ANX-A1 mRNA expression in extravasated neutrophils as assessed by in situ hybridization in flat mount rat mesenteries. a: ANX-A1 mRNA is detected in neutrophils after tissue incubation with specific antisense oligonucleotide (arrows). a, b, and c: The identity of the cell type was confirmed by staining of the same sections with propidium iodide (color staining of the nucleus) and analysis in the fluorescence microscope (interference filters at two excitation wavelengths of 334 to 365 and 546 nm). In b the two images were superimposed. d: In situ hybridization product formation after incubation of mesenteric tissue with the antisense oligonucleotides, but not in e after tissue incubation with the sense oligonucleotide.

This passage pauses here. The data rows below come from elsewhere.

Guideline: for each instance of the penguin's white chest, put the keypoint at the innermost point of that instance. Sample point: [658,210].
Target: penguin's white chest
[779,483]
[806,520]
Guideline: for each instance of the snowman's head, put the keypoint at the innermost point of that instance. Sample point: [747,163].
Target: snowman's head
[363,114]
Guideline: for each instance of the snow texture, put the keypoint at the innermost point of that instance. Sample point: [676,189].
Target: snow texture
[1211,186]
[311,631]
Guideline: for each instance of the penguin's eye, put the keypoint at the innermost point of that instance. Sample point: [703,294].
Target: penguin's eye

Scale bars, 10 μm.

Figure 7.

Model to summarize neutrophil ANX-A1 mobilization during the extravasation process. a: Circulating (resting) neutrophils have the majority of their ANX-A1 intact (37-kd isoform). b: Neutrophil adhesion to the endothelium causes externalization of the protein on the leukocyte plasma membrane (this study and Harricane et al 22 ). c: A cleavage process may here take place. d: Extravasated neutrophils contain mainly cleaved ANX-A1 (33-kd isoform), with a predominant intracellular localization. Neutrophil contact with extracellular matrix proteins leads to de novo ANX-A1 synthesis as seen by in situ hybridization. Cleaved ANX-A1 (33 kd) is mainly found in the endothelial cells after neutrophil diapedesis.